DNS, Email, XMPP, distributed storage, VPN, public websites, ... The hardest things to self-host are also the most interesting. After many years of internet presence, I have enough public websites to warrant paying for a hosted server at online.net. Most of the critical parts of my infra (email, dns slave, websites) are now hosted on linux containers on that host. For a while though, everything that touched the linuxwall.info domain was hosted on personal ADSL connections (the french equivalent to cable).

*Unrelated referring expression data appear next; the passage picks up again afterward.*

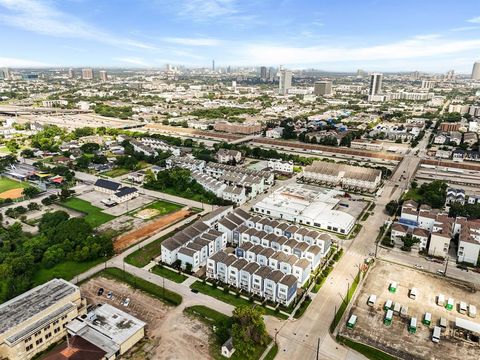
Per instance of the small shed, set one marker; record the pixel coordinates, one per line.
(227, 348)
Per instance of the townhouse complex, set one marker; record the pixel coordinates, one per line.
(312, 206)
(227, 182)
(347, 176)
(435, 231)
(271, 258)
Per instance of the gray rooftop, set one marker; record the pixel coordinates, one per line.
(32, 302)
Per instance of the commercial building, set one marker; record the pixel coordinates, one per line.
(322, 88)
(350, 177)
(312, 206)
(281, 166)
(103, 75)
(375, 84)
(476, 71)
(33, 321)
(108, 328)
(285, 81)
(87, 74)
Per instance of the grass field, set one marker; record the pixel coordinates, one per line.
(164, 207)
(144, 255)
(214, 319)
(156, 291)
(229, 298)
(169, 274)
(9, 184)
(93, 215)
(66, 270)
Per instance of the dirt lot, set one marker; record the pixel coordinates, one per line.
(149, 229)
(395, 338)
(12, 194)
(170, 334)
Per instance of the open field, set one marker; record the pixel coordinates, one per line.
(161, 207)
(149, 229)
(93, 215)
(230, 298)
(169, 274)
(11, 189)
(66, 270)
(171, 335)
(395, 339)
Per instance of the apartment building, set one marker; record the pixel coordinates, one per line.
(246, 128)
(278, 165)
(36, 319)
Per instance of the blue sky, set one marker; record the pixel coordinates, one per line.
(341, 35)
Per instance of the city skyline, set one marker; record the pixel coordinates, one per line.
(430, 36)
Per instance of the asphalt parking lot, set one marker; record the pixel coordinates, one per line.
(395, 339)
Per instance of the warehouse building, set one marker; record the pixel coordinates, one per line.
(33, 321)
(108, 328)
(349, 177)
(303, 204)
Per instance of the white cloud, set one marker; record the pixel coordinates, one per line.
(206, 9)
(21, 63)
(475, 20)
(413, 48)
(465, 28)
(193, 41)
(41, 18)
(133, 61)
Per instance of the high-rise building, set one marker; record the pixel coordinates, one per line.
(6, 74)
(103, 75)
(476, 71)
(285, 81)
(375, 84)
(263, 72)
(87, 74)
(323, 88)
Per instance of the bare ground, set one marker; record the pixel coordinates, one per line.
(170, 334)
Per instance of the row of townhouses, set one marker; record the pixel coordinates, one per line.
(225, 181)
(261, 280)
(435, 231)
(346, 176)
(150, 146)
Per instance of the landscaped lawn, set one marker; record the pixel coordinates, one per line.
(93, 215)
(66, 270)
(169, 274)
(144, 255)
(229, 298)
(9, 184)
(164, 207)
(156, 291)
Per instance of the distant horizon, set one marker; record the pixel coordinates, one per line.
(429, 36)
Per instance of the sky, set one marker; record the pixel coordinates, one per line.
(341, 35)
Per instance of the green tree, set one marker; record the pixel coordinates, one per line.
(391, 207)
(248, 330)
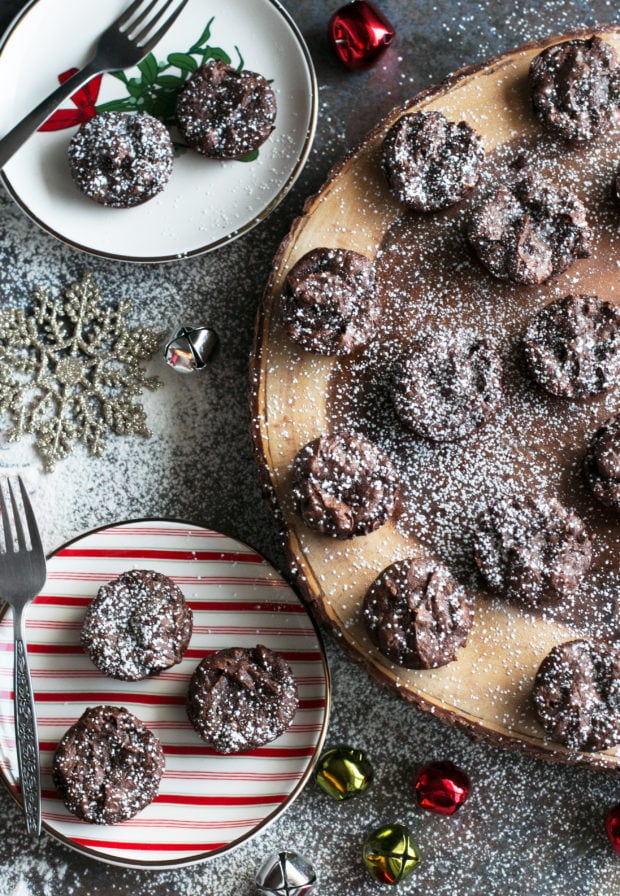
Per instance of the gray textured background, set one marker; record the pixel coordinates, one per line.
(530, 828)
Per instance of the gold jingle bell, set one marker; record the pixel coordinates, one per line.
(390, 854)
(343, 771)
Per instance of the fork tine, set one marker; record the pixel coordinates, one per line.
(124, 17)
(19, 529)
(155, 38)
(6, 522)
(133, 25)
(33, 529)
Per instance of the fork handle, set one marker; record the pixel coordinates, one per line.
(26, 736)
(16, 137)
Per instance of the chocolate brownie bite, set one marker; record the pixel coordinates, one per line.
(344, 485)
(138, 625)
(447, 385)
(572, 346)
(241, 698)
(417, 614)
(576, 695)
(431, 162)
(223, 113)
(532, 550)
(575, 88)
(329, 302)
(530, 231)
(121, 159)
(602, 463)
(108, 765)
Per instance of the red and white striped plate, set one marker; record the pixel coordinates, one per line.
(207, 803)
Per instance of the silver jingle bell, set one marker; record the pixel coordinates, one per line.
(189, 348)
(285, 874)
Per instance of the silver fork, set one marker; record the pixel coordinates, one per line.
(123, 44)
(22, 576)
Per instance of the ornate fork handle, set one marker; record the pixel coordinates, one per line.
(26, 734)
(11, 142)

Linuxwall.info was created to experiment with all sorts of cool technologies that we simply didn't have access to as students. One of the goal was to write about these technologies, and logically the first site we created was http://wiki.linuxwall.info. Over the years, we've written about dozens of tools, setups, successes and failures and some of these articles have become quite popular:

As it turns out, most of the tech we experimented with is identical to what is deployed in "professional" environments. Same Apache conf, same postfix, same VPN, same DKIM, same RAID, etc... Sometimes, self-hosting is even more advanced that what you'd find in your typical LAMP stack at work, because the constraints on hosting stuff at home require a good amount of engineering creativity.

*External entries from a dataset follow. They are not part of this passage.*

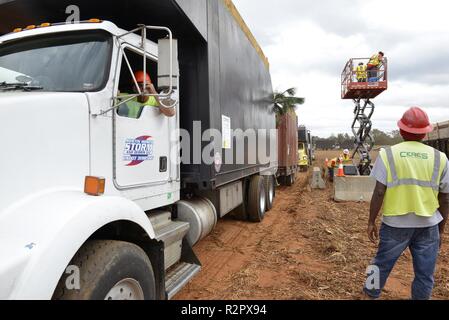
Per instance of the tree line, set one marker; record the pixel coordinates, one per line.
(345, 141)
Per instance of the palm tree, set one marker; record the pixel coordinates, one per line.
(286, 101)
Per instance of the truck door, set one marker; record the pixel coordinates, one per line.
(141, 133)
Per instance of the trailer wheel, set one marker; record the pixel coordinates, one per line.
(110, 270)
(270, 190)
(256, 199)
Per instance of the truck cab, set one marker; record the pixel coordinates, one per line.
(64, 90)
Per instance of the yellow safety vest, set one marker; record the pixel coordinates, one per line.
(413, 177)
(375, 60)
(361, 72)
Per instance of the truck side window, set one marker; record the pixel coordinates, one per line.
(133, 109)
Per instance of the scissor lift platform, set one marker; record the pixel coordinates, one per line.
(361, 86)
(351, 88)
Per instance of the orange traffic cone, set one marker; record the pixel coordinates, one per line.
(341, 171)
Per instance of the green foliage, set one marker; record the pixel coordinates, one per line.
(285, 102)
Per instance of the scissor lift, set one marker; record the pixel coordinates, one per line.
(361, 90)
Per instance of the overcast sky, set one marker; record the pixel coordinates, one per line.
(308, 43)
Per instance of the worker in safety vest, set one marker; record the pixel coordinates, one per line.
(360, 72)
(134, 107)
(413, 188)
(346, 157)
(331, 165)
(373, 66)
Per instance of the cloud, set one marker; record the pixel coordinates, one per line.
(309, 42)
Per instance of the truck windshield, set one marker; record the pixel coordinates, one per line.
(67, 62)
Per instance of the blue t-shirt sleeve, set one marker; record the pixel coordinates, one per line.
(379, 171)
(444, 182)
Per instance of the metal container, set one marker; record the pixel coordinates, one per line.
(287, 144)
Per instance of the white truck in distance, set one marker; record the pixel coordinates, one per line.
(67, 138)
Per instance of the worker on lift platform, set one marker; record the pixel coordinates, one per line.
(360, 72)
(374, 65)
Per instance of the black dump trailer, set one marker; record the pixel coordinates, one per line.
(225, 82)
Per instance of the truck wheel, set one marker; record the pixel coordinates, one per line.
(270, 190)
(256, 199)
(110, 270)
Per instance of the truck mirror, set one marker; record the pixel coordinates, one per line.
(167, 62)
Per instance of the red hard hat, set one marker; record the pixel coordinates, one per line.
(415, 121)
(140, 76)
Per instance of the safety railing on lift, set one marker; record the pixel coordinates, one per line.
(350, 73)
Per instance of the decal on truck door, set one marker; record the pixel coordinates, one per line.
(138, 150)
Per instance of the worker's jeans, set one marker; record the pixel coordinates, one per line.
(424, 246)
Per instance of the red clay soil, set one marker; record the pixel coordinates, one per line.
(307, 247)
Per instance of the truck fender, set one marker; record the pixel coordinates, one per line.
(41, 235)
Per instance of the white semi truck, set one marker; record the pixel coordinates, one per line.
(94, 204)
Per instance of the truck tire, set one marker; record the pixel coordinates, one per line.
(270, 190)
(256, 199)
(110, 270)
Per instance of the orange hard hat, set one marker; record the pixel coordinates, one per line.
(415, 121)
(140, 76)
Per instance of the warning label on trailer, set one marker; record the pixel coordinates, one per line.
(138, 150)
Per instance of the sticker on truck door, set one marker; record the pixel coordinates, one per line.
(138, 150)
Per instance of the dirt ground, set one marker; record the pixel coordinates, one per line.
(308, 247)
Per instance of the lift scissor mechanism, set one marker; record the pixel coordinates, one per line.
(362, 87)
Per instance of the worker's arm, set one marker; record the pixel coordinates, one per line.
(376, 204)
(443, 199)
(169, 112)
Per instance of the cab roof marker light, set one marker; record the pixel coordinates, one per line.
(94, 186)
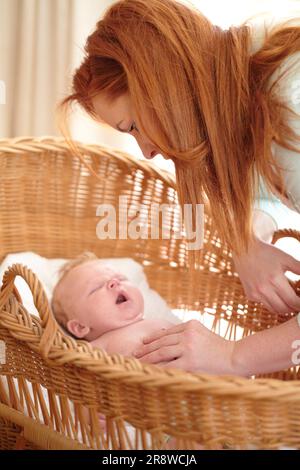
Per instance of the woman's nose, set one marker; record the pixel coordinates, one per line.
(148, 150)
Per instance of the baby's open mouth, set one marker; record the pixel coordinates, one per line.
(121, 299)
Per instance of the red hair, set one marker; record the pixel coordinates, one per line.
(200, 96)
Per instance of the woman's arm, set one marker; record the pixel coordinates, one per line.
(268, 351)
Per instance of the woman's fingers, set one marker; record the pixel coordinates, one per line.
(169, 340)
(274, 303)
(291, 264)
(163, 354)
(288, 296)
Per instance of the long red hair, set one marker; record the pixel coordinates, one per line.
(200, 96)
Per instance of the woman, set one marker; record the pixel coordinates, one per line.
(210, 100)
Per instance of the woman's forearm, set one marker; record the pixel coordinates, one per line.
(268, 351)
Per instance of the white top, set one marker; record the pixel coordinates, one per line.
(289, 89)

Most certainly, self-hosting helped me become a better engineer. It helped me acquire experience much more quickly than if I had waited for exposure at work. It does come with the cost of many and many weekends spent deploying, fixing, upgrading and operating an infrastructure that could just as well been hosted elsewhere. For free. But without the satisfaction or making it all work myself.

 

Control the traffic

QoS is perhaps the most interesting networking challenge a self-hoster can take upon. I have spent hours tweaking the QoS of my gateway server, and wrote a lengthy analysis of Linux's QoS stack at Journey to the Center of the Linux Kernel: Traffic Control, Shaping and QoS. Studying QoS not only helps understand the details of network protocols, but also made me appreciate minimalistic designs: almost all network services that run on the interbits_sent-1week.pngnet today can be hosted with just a few kilobytes per seconds of bandwidth. The myth of gigabits internet connections for residences is built by ISPs as a marketing tool. Even at pick times, self-hosting at home while doing video-conferences does not make my uplink use more than one megabit of traffic. And I verizon pay for 25 of those!

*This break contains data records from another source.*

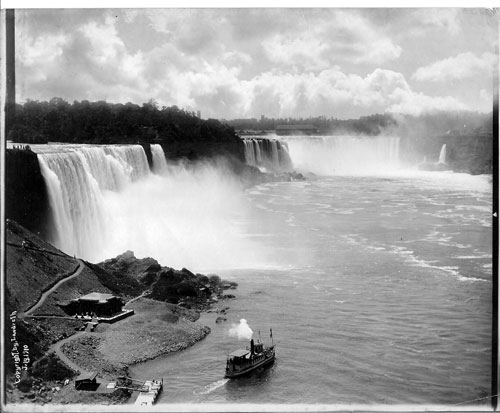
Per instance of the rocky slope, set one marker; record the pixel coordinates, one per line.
(163, 323)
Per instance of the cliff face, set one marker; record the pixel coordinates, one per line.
(26, 198)
(231, 148)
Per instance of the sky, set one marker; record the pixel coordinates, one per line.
(276, 62)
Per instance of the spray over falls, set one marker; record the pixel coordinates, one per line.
(105, 200)
(339, 155)
(270, 154)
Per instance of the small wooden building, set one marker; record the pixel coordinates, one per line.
(95, 303)
(87, 381)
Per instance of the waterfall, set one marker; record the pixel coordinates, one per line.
(76, 178)
(442, 155)
(159, 160)
(333, 155)
(270, 154)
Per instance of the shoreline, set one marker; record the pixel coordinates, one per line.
(112, 350)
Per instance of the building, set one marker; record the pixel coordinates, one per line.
(87, 381)
(296, 130)
(94, 303)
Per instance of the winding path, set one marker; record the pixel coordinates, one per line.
(44, 296)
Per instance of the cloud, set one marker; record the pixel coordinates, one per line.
(320, 42)
(299, 63)
(462, 66)
(443, 18)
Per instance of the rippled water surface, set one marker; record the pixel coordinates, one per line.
(378, 290)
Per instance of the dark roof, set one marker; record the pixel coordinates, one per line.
(239, 353)
(102, 298)
(88, 375)
(295, 127)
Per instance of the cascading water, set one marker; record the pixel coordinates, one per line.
(105, 201)
(77, 177)
(159, 161)
(442, 155)
(270, 154)
(337, 155)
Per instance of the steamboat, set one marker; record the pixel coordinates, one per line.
(241, 362)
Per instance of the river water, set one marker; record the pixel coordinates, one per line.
(377, 286)
(375, 277)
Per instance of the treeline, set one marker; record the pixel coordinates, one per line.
(365, 125)
(103, 123)
(435, 123)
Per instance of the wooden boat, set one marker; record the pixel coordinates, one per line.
(241, 362)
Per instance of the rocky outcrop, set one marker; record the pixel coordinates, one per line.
(167, 284)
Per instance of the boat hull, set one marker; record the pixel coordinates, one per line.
(249, 369)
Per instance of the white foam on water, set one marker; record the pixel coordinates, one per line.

(on the left: a week of uplink from my house, using up to 720kbps)

I can't remember a time when I filled up an uplink during normal operations. Sure, there are times when a large uplink is pleasant - for example when recovering 20GB of email backups from a friend's server - but 99% of the time a basic QoS policy will ensure that your services have the necessary bandwidth without annoying all the users in the house.

 

The takeaway

Most people get exhausted of self-hosting after a few years, give up and move everything to "the cloud". We haven't, and it's been 10 years. The secret is to take the time to do things right, and not do it alone.

For sure, there will be times of reading your emails directly from the cache of Postfix, because the IMAP server is down Or times when you arrive at a nice vacation spot only to realize that the IP of your home server has changed, and you can't update the DNS for a week. Those times suck. But they also help you think about reliability and high-availability. Stuff that, once you've acquired the knowledge, people will pay a lot of money for.

tl;dr: self-hosting is awesome. 10 years in and going strong, Linuxwall.info is reading for the next 10!